朝日新聞−2001年(平成13年)8月28日(火)
一面 |
多数の死傷者を出した兵庫県明石市の花火大会の事故で、県警捜査本部と神戸地検は27日、業務上過失致死傷容旋で明石署と明石市役所を捜索した。捜査本部は、署と市役所の双方が混雑回避のための適切な措置を取らなかったために事故の起きた疑いが強いと判断、「身内」を含めた異例の強制捜査に踏み切った。捜査本部は会場警備を請け負っていた警備会社を同容疑ですでに捜索しており、3者の立件に向けて捜査は本格化する。 |
明石署では、県警と地検の捜査員ら約20人が、署長室などを捜索。明石市役所には県警の捜査員約50人が入り、市長室や夏まつりを担当した商工観光課などを捜察した。署からは手帳や警備要員配置図など171点、市役所からは事故関係のファイルや支出命令書など880点を押収した。
調べによると、同署は事故が起きやすいと予想された歩道橋周辺に十分な警備要員を配置しなかったうえ、7月21日夜、事故前から橋の上が混雑して危険な状態になっているのを見逃し、観客の誘導などをしなかったため、混雑が限界を超え、事故を防げなかった疑い。事故の約20分前から混雑を知らせる110番通報が約30件も寄せられ他のに、同署は橋の上でのけんかとして適切に対応しなかった。
明石市は、混雑回避のため、会場への別の経路を確保して観客を分散させるなどの対策をとらなかったほか、事故当日も、計画書などに定められた通りの警備員が配置されているかを確認せず、さらに混雑が限界を超えた時にも、必要な措置がとられているかの確認を怠るなどした疑い。

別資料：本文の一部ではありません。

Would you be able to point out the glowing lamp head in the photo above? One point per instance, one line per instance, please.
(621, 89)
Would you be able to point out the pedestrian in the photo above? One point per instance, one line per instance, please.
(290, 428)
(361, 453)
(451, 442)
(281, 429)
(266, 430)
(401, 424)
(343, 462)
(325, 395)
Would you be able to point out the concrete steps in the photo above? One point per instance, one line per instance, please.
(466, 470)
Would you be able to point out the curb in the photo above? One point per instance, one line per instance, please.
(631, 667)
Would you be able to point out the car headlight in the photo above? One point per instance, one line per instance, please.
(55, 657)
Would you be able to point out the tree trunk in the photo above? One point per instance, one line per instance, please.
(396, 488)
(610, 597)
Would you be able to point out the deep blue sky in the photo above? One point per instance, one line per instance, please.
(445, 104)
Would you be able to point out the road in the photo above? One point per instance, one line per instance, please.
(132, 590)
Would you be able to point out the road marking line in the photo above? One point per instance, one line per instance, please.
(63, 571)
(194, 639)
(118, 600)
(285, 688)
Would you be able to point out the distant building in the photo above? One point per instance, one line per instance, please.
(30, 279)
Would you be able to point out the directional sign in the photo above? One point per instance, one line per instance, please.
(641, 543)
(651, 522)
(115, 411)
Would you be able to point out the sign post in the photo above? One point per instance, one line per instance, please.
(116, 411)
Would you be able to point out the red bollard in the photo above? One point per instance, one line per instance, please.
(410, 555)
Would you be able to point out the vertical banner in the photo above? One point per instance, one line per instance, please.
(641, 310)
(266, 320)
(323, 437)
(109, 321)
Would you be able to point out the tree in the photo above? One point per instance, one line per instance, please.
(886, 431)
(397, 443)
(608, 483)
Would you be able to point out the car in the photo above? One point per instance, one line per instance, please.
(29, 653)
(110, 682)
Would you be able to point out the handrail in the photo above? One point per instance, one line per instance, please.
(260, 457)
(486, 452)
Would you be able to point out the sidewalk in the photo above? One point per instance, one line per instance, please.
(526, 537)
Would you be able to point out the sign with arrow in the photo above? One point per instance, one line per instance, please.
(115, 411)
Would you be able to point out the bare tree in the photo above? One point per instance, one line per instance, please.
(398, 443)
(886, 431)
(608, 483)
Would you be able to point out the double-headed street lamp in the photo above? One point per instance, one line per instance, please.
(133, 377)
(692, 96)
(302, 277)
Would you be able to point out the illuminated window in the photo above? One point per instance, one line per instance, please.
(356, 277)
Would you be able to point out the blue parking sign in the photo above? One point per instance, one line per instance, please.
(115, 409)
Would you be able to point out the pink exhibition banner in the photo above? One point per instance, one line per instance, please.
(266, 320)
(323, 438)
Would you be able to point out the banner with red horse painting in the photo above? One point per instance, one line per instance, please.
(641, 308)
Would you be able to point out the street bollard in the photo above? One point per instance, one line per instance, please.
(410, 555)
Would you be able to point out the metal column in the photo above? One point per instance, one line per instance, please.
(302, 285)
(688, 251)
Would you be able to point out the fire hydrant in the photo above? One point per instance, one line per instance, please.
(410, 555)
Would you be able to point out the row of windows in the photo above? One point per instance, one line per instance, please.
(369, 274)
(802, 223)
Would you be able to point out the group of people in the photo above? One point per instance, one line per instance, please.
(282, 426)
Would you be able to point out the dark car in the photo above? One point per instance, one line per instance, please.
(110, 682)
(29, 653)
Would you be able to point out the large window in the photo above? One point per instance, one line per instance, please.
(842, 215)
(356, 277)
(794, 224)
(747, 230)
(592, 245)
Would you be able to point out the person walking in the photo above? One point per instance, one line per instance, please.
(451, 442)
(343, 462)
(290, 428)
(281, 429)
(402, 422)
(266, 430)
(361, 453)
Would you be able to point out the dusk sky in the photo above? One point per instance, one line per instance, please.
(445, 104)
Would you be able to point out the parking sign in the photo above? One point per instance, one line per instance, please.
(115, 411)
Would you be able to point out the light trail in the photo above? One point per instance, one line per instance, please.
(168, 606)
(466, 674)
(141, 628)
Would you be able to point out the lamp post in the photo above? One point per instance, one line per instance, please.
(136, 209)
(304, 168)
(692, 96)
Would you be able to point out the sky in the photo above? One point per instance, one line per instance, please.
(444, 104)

事故当時の橋の上は、主催者側が入場規制を始める目安だった1800人を大きく越える6千人程度だったとみられる。この結果、生後5カ月から9歳までの子ども9人と70代の女性2人の計11人が死亡、222人が重軽傷を負った。
捜査本部は、警備員増員要請などをめぐって署、市、警備会社の言い分がそれぞれ食い違っていることもあり、厳正、公平を期すため、警備会社だけでなく、署と市に対する強制捜査も必要との判断に達した。
強制操作で事故責任の所在を早く明らかにして欲しい―。兵庫県明石市の花火大会事故で、県警捜査本部と神戸地検が27日、明石署と明石市役所を家宅捜索したが、明石署員は身内から受ける捜査にぼうぜんとし、市職員は次々と資料が押収される様子に落ちつかない表情だった。事故発生から1カ月余り。一刻も早い原因解明を望む遺族らが「聖域なき捜査」の行方を見つめている。

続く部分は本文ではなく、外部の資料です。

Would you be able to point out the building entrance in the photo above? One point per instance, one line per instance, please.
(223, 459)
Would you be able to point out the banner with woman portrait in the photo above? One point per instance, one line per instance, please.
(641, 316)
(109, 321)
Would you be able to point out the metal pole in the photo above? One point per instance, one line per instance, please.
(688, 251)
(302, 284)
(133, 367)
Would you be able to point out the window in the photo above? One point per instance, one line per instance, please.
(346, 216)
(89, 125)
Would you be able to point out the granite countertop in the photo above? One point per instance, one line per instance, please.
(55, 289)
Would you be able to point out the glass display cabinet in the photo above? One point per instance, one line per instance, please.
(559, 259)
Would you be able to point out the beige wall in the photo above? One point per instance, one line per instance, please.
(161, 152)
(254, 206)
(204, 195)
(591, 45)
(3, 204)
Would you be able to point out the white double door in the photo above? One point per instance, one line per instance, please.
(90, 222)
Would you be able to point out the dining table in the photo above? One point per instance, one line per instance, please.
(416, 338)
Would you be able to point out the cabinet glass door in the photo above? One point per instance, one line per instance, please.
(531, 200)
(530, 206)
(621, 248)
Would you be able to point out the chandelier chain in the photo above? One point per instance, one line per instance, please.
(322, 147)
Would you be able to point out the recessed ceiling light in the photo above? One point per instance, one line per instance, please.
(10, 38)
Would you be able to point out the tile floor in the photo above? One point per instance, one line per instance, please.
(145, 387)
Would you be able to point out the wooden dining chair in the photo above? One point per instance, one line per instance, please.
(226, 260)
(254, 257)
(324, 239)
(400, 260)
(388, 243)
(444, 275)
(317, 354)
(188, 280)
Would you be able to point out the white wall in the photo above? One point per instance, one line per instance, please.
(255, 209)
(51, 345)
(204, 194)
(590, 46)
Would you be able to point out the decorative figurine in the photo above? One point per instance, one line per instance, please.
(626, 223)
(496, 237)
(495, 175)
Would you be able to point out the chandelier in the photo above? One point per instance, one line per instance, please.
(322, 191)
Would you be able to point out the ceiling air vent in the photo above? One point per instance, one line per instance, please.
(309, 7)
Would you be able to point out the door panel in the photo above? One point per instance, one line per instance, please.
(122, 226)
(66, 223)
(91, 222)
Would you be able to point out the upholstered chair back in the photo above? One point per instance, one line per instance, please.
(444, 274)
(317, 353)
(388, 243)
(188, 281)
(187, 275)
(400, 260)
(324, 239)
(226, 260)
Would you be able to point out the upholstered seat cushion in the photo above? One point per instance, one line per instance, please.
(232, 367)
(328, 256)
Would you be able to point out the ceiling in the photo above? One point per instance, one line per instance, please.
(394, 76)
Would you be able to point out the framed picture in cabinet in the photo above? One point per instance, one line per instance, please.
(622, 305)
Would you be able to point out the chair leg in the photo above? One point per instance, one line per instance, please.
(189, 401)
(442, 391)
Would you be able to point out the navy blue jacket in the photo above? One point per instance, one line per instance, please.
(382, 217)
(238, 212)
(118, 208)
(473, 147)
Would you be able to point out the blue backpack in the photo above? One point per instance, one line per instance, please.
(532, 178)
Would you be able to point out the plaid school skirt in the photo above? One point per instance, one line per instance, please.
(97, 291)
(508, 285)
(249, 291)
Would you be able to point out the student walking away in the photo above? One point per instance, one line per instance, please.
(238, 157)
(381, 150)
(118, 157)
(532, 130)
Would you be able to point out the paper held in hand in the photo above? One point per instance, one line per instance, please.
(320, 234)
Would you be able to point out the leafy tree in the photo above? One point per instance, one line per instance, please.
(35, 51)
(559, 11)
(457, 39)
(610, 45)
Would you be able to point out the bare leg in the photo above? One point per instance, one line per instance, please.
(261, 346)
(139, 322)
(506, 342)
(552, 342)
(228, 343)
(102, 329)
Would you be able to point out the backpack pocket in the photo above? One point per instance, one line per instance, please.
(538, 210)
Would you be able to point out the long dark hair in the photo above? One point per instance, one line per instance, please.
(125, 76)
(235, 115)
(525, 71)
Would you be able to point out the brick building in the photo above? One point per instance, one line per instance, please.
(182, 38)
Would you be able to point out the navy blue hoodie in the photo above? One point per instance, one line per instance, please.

明石署には午前9時、「検察庁」の腕章をつけたスーツ姿の捜査員数人が入った。その後を、県警捜査本部員ら約10人が続いた。白い手袋姿の捜査員らは副署長の机周辺、交通課のロッカーなどで書類を調べた。
交通第1課や地域課などに捜査員が集中し、書類が次々と取り出され、段ボール箱に詰められた。
永田裕署長の部屋はドアが閉ざされたまま。榊和胱副署長は応接用のソファで捜査員3人に囲まれ、質問に答えていた。事故当日、会場の警備担当者だった金沢常夫地域官は自分のロッカーが調べられる間、ぶぜんとした表情で腕組みをしていた。交通課の課員らは捜査の様子を眺め、質問を受ける課員もいた。

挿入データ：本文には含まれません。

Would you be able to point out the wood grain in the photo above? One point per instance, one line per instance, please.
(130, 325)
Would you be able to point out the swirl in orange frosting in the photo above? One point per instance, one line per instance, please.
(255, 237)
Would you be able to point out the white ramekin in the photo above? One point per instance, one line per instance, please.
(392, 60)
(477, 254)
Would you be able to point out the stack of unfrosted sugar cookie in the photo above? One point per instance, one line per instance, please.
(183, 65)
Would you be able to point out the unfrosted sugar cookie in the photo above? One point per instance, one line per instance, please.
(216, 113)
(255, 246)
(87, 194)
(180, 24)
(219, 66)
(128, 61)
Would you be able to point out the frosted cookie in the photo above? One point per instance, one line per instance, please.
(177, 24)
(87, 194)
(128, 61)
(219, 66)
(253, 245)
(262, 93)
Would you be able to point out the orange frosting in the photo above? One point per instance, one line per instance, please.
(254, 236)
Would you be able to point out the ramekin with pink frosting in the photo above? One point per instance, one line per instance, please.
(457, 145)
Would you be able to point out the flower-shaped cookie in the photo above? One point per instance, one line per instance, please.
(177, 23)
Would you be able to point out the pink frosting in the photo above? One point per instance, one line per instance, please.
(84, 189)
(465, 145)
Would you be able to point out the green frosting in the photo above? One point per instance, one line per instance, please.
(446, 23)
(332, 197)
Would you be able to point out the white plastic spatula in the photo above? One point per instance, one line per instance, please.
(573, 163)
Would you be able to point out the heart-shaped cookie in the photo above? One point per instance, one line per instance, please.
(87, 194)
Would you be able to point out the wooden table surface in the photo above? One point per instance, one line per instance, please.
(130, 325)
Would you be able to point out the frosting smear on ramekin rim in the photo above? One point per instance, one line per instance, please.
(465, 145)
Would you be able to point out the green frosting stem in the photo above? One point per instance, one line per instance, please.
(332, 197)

捜査員らが入る直前、午前8時50分には署内に「本日の朝礼は中止します」という放送が流れた。
明石市役所では午前9時から、段ボール箱を抱えた捜査員ら約50人が庁内に入った。3階の市長室、6、5階の市民経済部と財務都、土木部などに分かれ、各部屋の責任者に捜査令状を見せ、写真を撮ったり、職員に関係書類の説明を求めたりした。
花火大会の事務局にあたる市民経済部商工観光課には3、4人の捜査員が入り、約10人の職員が見守った。居あわせた職員の1人は「捜索を受けるとは思っていたが、書類はほとんど警察に任意提出していて何もないはず」と話した。
永田裕・明石署長の話 捜索を受けたことについては署の責任者として厳粛に受け止めている。捜査中であり、コメントは差し控えさせていただきます。 |
岡田進裕・明石市長の話 強制捜査を受けたことは市にとって極めて重要なことと受け止めています.多くの死傷者を出したことを改めて深くお詫び申し上げます。 |
明石署と明石市への強制捜査について、今月9日に強制捜査を受けた警備会社ニシカン(本社・福岡市)の大阪支社(大阪市西区)の幹部は「市や警察に捜査が入るのがちょっと遅いのでは。遺族や被害者が納得できるよう、我が社だけでなく、関係機関それぞれの責任を明らかにしてほしい」。花火大会で同社の下請けをしたある警備会社の幹部は「警察や市にも捜索が入るのは当然だ。警備会社には先に強制捜査しておきながら、事故から1カ月もたってから身内に着手するのはおかしい。世論の批判を恐れたのではないか」と話した。
犠牲者の遺族らは「なぜ事故現場の警察官は動かなかったのか。市の責任はどこにあるのか。早く明らかにしてほしい」などと真相究明を求める声をあげた。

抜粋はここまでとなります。